Sırat-ı müstakîm tabirinin tam olarak neyi ifade ettiğini en iyi şekilde Allah Rasûlü’nün (s.a.s.) anlatımından öğrenmekteyiz. Abdullah b. Mes’ud’un (r.a.) anlattığına göre Hz. Peygamber (s.a.s.) bir gün yere düz bir çizgi çizdi ve etrafında toplanan sahabeye şöyle dedi: “İşte bu Allah’ın (c.c.) dosdoğru yoludur.” Sonra da bu düz çizginin sağ ve sol taraflarına başka çizgiler çizerek, “Bunlarda diğer yollardır ki her birinin başında bir şeytan bulunmakta ve kendi yollarına çağırmaktadır.” dedi ve 

هٰذَا صِرَاطٖي مُسْتَقٖيماً فَاتَّبِعُوهُۚ وَلَا تَتَّبِعُوا السُّبُلَ فَتَفَرَّقَ بِكُمْ عَنْ سَبٖيلِهٖؕ ذٰلِكُمْ وَصّٰيكُمْ بِهٖ لَعَلَّكُمْ تَتَّقُونَ 

 “İşte bu, benim dosdoğru yolum. Artık ona uyun. Başka yollara uymayın.
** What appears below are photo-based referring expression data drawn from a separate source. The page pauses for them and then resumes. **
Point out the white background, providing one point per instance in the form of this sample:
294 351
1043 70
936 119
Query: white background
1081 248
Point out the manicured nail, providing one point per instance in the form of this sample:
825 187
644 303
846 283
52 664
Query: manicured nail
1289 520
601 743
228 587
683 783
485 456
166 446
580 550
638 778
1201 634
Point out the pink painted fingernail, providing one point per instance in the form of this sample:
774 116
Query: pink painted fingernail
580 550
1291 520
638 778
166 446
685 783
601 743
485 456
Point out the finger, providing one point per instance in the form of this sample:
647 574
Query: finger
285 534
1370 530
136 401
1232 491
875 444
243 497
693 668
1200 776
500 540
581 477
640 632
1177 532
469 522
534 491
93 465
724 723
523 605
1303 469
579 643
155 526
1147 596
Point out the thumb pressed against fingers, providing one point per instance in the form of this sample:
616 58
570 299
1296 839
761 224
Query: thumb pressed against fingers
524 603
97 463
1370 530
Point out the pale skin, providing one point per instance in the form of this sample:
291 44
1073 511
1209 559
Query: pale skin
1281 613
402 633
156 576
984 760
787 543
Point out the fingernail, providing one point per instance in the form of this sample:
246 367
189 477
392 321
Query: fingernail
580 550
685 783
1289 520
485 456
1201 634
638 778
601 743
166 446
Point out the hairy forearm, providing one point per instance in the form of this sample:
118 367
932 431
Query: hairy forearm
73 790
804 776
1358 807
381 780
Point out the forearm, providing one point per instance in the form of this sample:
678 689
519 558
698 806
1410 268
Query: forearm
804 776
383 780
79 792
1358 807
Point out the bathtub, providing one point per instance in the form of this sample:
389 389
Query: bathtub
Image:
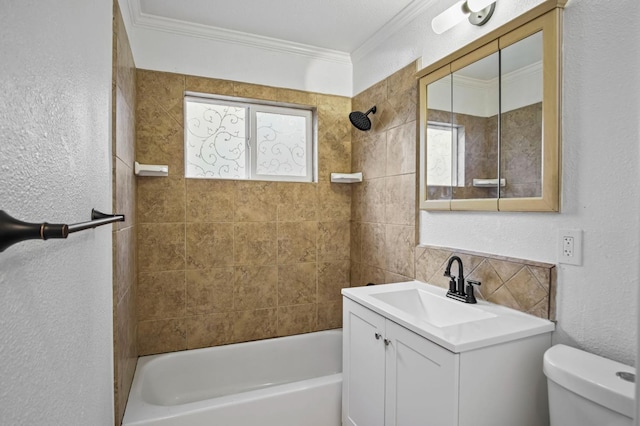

Yoksa o yollar sizi parça parça edip O’nun yolundan ayırır…” (En’am, 6/153) ayetini okudu. (Darimi, Mukaddime, 23)

Kur’an-ı Kerim’de sırat-ı müstakîm ifadesinin ilk olarak geçtiği yer Fatiha Suresinin şu ayetleridir:

اِهْدِنَا الصِّرَاطَ الْمُسْتَقٖيمَۙ ﴿٦﴾ صِرَاطَ الَّذٖينَ اَنْعَمْتَ عَلَيْهِمْۙ غَيْرِ الْمَغْضُوبِ عَلَيْهِمْ وَلَا الضَّٓالّٖينَ ﴿٧﴾

 “Bizi dosdoğru yola; kendilerine nimet verdiklerinin yoluna ilet. Gazaba uğrayanların ve sapıklarınkine değil.” (Fatiha Suresi 6-7) Burada sırat-ı müstakîm, kendilerine nimet verilenlerin yolu olarak nitelendirilmektedir. Kendilerine nimet verilenlerin kimler olduğunu da Yüce Rabbimiz insanlık tarihine atıf yaparak bizlere bildirmektedir:

وَمَنْ يُطِـعِ اللّٰهَ وَالرَّسُولَ فَاُو۬لٰٓئِكَ مَعَ الَّذٖينَ اَنْعَمَ اللّٰهُ عَلَيْهِمْ مِنَ النَّبِيّٖنَ وَالصِّدّٖيقٖينَ وَالشُّهَدَٓاءِ وَالصَّالِحٖينَۚ وَحَسُنَ اُو۬لٰٓئِكَ رَفٖيقاًؕ ﴿٦٩﴾

“Kim Allah’a ve peygambere itaat ederse, işte onlar, Allah’ın kendilerine nimet verdiği peygamberlerle, sıddıklarla, şehitlerle ve iyi kimselerle birliktedirler. Bunlar ne güzel arkadaştır.” (Nisa, 4/69.)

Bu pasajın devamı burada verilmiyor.